10/10
Masina Might Be the Best Film Actress Ever
6 April 2005
I love Federico Fellini, but I dread his early works like La Strada because they are so sad. Poor Giulietta Masina, one of the greatest film actresses of all time, she always gets the short end of the stick and because the movie magic is so intense, our heart breaks right along with her.

Fellini is the Great Director Italian style. I don't mean he isn't the greatest director, better than Hitchcock, Welles, a modern like Scorcese. I'm looking at his work, have seen most of them, and I can't make up my mind. He might be the greatest that ever lived. His films in black and white, the Neo-Realism of Italian film after the war, the incredible original vision, the writing, and directing, it's as though Michelangelo came back as a director.

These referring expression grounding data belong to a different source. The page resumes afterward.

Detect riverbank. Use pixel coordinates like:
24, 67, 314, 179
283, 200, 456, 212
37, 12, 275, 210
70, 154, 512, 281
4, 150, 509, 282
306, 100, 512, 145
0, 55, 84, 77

Masina is a prostitute, but her loves turn out to be pocketbook grabbers. Her physical well being is not high on her boyfriend's priority list. She's such a little women, frail, and in Nights she plays a tough, brawling, whimsical, and hopeless romantic. Her acting style is over the top, almost carnival character as she had played it in La Strada, but as Cabiria, she's older, but not necessarily wiser. The final revelation with French actor François Périer is so heart rendering because after an hour and a half of Cabiria's, laughter, trials, and disappointments, we identify with her completely. And then, in one last scene, the carnival returns with hope.

There is so much more to say about this film. You could write a book.